Cursor IDE Update Not Applying: Fix the Restart Loop
You're in the middle of a coding session, Cursor 0.47 is open, and that little notification badge shows up again: "Update Available." You click it, Cursor says it'll restart to apply the update, and then... it comes back up on the same version. The badge is still there. You click again. Same thing. Five restarts later you're still on 0.46 and increasingly annoyed. This is one of those bugs that feels minor until it blocks you from getting the AI features that shipped in the new version, and it can quietly persist for days before you realize Cursor hasn't actually updated at all.
What this error actually means
Cursor ships updates through its own auto-updater, which downloads a binary delta or full package to a temp directory and then attempts to swap it in on restart. When the swap fails silently, Cursor re-launches on the old binary and the updater kicks off again, creating the loop you're seeing.
The actual update payload lands in:
- macOS:
~/Library/Application Support/Cursor/pending/ - Linux:
~/.config/Cursor/pending/ - Windows:
%APPDATA%\Cursor\pending\
If something is holding a lock on the Cursor binary (a background process, a crash reporter, or even your antivirus scanner), the atomic file rename that completes the update can't happen. On macOS specifically, Gatekeeper quarantine sometimes flags the downloaded binary and blocks execution before the swap completes.
Quick fix (when you need it working in 60 seconds)
- Quit Cursor completely.

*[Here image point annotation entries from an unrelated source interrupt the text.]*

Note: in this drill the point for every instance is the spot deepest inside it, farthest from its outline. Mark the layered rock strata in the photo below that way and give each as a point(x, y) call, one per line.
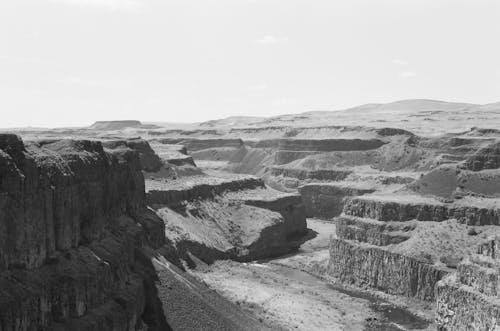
point(70, 237)
point(305, 174)
point(420, 209)
point(228, 218)
point(365, 254)
point(326, 200)
point(293, 149)
point(469, 299)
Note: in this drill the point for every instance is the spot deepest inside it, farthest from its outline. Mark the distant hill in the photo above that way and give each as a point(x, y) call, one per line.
point(120, 125)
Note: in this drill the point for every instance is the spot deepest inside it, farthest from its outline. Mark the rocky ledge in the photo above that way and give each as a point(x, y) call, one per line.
point(212, 218)
point(326, 200)
point(72, 223)
point(469, 299)
point(366, 254)
point(405, 207)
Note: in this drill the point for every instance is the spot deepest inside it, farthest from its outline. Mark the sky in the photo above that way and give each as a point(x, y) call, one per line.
point(73, 62)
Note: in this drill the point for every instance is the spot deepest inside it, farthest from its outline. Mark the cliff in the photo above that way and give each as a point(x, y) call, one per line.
point(326, 200)
point(404, 208)
point(69, 233)
point(469, 298)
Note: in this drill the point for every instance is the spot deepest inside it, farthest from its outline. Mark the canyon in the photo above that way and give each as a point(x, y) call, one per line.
point(387, 219)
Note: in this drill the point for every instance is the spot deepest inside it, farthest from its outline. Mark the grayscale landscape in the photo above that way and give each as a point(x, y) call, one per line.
point(237, 165)
point(281, 223)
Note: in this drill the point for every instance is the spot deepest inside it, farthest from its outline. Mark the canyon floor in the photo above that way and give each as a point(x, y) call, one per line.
point(292, 292)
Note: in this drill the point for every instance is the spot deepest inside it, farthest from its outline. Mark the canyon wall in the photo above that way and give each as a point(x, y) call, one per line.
point(402, 211)
point(69, 215)
point(326, 200)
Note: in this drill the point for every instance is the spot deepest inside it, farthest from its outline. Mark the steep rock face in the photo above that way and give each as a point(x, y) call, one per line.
point(485, 158)
point(228, 218)
point(149, 160)
point(398, 211)
point(56, 195)
point(158, 194)
point(290, 207)
point(326, 200)
point(293, 149)
point(371, 231)
point(193, 144)
point(69, 215)
point(469, 298)
point(303, 174)
point(367, 265)
point(120, 125)
point(329, 145)
point(216, 229)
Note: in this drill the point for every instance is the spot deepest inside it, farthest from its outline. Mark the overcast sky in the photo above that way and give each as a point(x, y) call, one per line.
point(72, 62)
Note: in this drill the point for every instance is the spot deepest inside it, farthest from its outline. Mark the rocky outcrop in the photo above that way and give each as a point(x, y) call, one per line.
point(171, 194)
point(120, 125)
point(329, 145)
point(149, 160)
point(293, 149)
point(403, 210)
point(326, 200)
point(235, 218)
point(485, 158)
point(372, 253)
point(469, 299)
point(395, 273)
point(373, 232)
point(193, 144)
point(290, 207)
point(304, 174)
point(71, 237)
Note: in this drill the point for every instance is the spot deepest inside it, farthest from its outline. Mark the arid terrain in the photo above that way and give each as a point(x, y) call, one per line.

Don't just close the window. On macOS:
Cmd+Qor right-click the dock icon and choose Quit. - Open Activity Monitor (macOS) or Task Manager (Windows) and kill any remaining
Cursororcursor_crashpad_handlerprocesses. - Delete the pending update directory:
rm -rf ~/Library/Application\ Support/Cursor/pending/(macOS) or the equivalent path on your OS. - Relaunch Cursor. It will re-download the update fresh and try again.
- If it still loops, jump to the permanent fix below.
Why this happens
This loop has a handful of common root causes, and knowing which one you're hitting changes how you fix it.
The most common cause on macOS is a leftover process lock. Cursor's crash reporter, cursor_crashpad_handler, sometimes outlives the main window and holds the binary open. When the updater tries to rename the new binary into place, macOS won't allow it because the file is in use. The update "succeeds" from the updater's perspective but the actual swap never happens.
The second cause is a corrupted partial download in the pending directory. If your internet dropped while the update was downloading, or your disk ran low on space, the pending binary can be incomplete. Cursor's updater doesn't always detect this and will keep trying to apply a broken file.
On Linux, particularly with Snap or Flatpak installs, the auto-updater is disabled entirely because those package formats control updates through their own channels. Cursor doesn't always make this obvious, so you see the "update available" badge (which comes from a server-side check) but the install never works because the updater binary isn't even present.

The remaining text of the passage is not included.